Its list of "reliability and resilience" priorities included developing key intermodal terminals to support the Inland Rail project, introducing automated train scheduling systems across the intermodal freight network and improving the rail network's capacity to cope with extreme weather events.
Washed away
In late 2022 heavy rain closed the NSW line west and south of Parkes for almost 100 days after causing multiple washouts and $37m in freight diversion costs and repairs along 150 kilometres of track.
In Victoria, at the same time, rain caused a derailment and a week-long line closure near Inverleigh costing $16m.
In response to the report the rail industry has launched its own Future of Freight campaign to advocate how the sector could handle more of Australia's freight burden, if given the chance.
It would draw on the comprehensive research which involved input from peak industry bodies, the Australasian Railway Association and the Freight on Rail Group.

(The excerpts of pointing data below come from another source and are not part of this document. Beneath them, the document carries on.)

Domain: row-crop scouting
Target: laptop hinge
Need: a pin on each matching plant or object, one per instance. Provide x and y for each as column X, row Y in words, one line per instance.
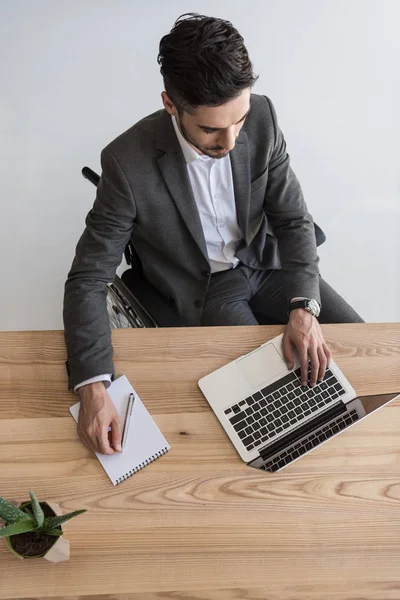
column 299, row 432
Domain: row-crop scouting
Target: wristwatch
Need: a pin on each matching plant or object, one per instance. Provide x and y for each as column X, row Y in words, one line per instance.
column 309, row 304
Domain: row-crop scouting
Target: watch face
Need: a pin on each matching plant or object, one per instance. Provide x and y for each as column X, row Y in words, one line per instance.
column 314, row 307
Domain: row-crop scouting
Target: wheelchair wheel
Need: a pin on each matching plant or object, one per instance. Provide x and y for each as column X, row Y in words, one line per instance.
column 123, row 308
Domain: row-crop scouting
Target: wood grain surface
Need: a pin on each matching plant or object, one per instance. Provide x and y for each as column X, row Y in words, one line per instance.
column 198, row 524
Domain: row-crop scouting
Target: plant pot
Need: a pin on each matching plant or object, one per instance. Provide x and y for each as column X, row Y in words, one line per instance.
column 39, row 545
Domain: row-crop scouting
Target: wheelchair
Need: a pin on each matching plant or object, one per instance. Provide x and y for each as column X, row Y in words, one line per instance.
column 132, row 302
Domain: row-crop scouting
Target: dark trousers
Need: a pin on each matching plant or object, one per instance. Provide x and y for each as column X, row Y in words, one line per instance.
column 235, row 296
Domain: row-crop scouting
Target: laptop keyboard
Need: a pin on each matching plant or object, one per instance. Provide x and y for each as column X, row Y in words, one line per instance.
column 307, row 443
column 268, row 412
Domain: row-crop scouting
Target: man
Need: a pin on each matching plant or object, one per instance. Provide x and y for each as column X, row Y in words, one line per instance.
column 205, row 191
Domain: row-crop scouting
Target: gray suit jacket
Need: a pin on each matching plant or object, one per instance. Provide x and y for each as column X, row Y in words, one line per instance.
column 145, row 195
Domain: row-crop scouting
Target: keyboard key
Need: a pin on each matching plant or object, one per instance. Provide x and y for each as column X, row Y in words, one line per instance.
column 248, row 440
column 236, row 418
column 241, row 425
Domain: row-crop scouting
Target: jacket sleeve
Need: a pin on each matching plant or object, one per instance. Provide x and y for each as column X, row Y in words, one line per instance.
column 98, row 254
column 291, row 222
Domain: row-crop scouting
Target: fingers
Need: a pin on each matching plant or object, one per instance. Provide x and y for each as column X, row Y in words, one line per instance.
column 323, row 363
column 303, row 357
column 116, row 435
column 287, row 351
column 103, row 443
column 314, row 359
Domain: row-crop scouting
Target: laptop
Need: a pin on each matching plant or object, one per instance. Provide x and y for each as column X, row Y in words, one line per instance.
column 270, row 418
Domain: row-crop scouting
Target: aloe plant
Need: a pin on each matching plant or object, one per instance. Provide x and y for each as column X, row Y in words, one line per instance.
column 24, row 520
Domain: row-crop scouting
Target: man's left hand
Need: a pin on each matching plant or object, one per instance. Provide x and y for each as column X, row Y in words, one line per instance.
column 304, row 332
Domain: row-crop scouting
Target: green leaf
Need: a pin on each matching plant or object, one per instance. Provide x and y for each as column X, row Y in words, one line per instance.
column 52, row 522
column 37, row 509
column 19, row 527
column 56, row 532
column 10, row 513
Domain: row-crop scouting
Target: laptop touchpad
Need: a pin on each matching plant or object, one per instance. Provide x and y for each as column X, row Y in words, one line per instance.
column 262, row 365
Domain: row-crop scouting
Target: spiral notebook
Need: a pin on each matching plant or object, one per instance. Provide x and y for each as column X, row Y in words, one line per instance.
column 145, row 442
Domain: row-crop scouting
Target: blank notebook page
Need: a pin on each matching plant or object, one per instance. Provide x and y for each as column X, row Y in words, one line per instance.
column 145, row 441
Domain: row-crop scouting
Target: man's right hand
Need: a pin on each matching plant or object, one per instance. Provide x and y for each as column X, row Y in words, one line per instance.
column 97, row 413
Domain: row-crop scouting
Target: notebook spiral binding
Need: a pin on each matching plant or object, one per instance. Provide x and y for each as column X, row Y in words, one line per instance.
column 141, row 465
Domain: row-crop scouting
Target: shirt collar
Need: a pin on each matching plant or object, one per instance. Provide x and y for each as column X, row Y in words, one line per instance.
column 189, row 153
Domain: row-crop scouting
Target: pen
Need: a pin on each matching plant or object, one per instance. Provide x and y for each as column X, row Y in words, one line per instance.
column 128, row 418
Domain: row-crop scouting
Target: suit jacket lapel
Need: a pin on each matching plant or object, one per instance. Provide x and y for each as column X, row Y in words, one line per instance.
column 174, row 170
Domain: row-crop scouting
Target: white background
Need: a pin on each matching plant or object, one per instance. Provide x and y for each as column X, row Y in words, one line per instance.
column 73, row 75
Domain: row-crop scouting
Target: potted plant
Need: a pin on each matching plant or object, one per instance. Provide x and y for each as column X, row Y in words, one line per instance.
column 33, row 529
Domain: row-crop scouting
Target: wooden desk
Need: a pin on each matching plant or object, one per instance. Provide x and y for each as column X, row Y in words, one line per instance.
column 199, row 524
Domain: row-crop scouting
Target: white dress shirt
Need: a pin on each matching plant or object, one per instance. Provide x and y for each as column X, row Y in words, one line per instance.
column 212, row 184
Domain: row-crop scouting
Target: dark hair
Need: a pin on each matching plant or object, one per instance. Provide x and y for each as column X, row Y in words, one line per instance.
column 204, row 62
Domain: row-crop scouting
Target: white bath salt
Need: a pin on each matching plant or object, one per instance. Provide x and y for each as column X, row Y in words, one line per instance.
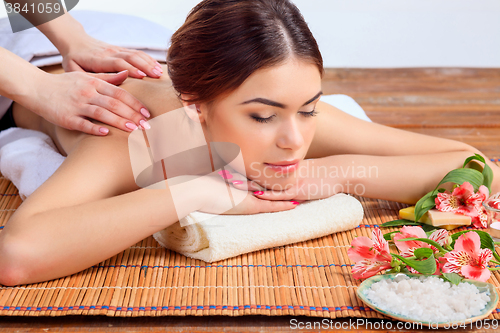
column 428, row 298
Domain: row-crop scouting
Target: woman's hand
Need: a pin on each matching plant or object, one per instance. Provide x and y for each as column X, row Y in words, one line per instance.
column 88, row 54
column 68, row 99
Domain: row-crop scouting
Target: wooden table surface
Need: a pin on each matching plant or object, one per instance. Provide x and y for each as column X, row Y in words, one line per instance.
column 457, row 103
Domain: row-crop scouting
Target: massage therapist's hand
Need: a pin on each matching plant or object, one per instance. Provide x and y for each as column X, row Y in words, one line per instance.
column 91, row 55
column 69, row 99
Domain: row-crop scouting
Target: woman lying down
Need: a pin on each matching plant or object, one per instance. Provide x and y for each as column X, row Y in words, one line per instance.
column 252, row 70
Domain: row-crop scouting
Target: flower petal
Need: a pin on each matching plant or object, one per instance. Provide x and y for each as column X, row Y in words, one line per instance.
column 367, row 268
column 440, row 236
column 476, row 273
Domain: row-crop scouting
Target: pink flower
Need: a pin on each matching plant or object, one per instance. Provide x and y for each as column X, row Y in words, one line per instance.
column 370, row 255
column 440, row 236
column 464, row 201
column 468, row 258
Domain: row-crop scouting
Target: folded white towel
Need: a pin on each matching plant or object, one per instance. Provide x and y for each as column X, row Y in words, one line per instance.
column 226, row 236
column 28, row 158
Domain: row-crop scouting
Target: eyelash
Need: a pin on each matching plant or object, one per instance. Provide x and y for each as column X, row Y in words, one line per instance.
column 305, row 114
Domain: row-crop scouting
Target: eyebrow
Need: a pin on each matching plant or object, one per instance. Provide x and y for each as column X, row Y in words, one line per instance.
column 277, row 104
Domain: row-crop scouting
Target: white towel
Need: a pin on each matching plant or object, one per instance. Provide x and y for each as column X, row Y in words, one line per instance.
column 226, row 236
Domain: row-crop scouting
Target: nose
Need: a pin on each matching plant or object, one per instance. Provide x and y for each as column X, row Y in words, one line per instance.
column 290, row 136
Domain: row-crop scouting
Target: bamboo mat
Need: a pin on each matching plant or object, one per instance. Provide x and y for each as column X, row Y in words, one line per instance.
column 311, row 278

The research was also backed by the federal Department of Infrastructure, Transport and Regional Development.
Freight on Rail Group chairman and Aurizon managing director, Andrew Harding, said boosting rail freight on key interstate routes should be a priority for governments and the rail industry.
He noted how the pandemic illustrated the essential role of robust supply chains.
Aside from potential economic efficiency gains, he said rail freight was up to 16 times less carbon intensive than road freight.
However, the rail freight sector's big repair plans have clashed with the federal government's November decision to overhaul its $120b infrastructure spending pipeline.
Untimely cost cuts
It culled Commonwealth funding for 50 proposed road and rail projects, including funds destined for Inland Rail intermodal and inland port investment.
Canberra blamed about $33b in cost blowouts linked to worker shortages, supply chain constraints and high inflation, prompting it to divert $7b of its infrastructure spend to existing projects already underway.
Mr Anderson was particularly worried the vital Inland Rail project, already frustrated by cost blowouts, regulatory restraints and political sideswipes, would again fall victim of more delays, or simply be abandoned.
Worse, the huge taxpayer investment in a high quality north-south freight infrastructure pathway may be completed, then sit wasted because governments refused to make regulatory reforms and give appropriate network support.
"If we don't see some table thumping and an absolute commitment to reform from government ministers and others, Inland Rail will be a white elephant," he said.
"Business will certainly use a national rail network that works seamlessly and has effective intermodal ports and related service efficiencies supporting it.
"There are huge productivity and greenhouse reduction gains to be made in the freight sector if we make these common sense reforms.
"This is low hanging fruit to be seized."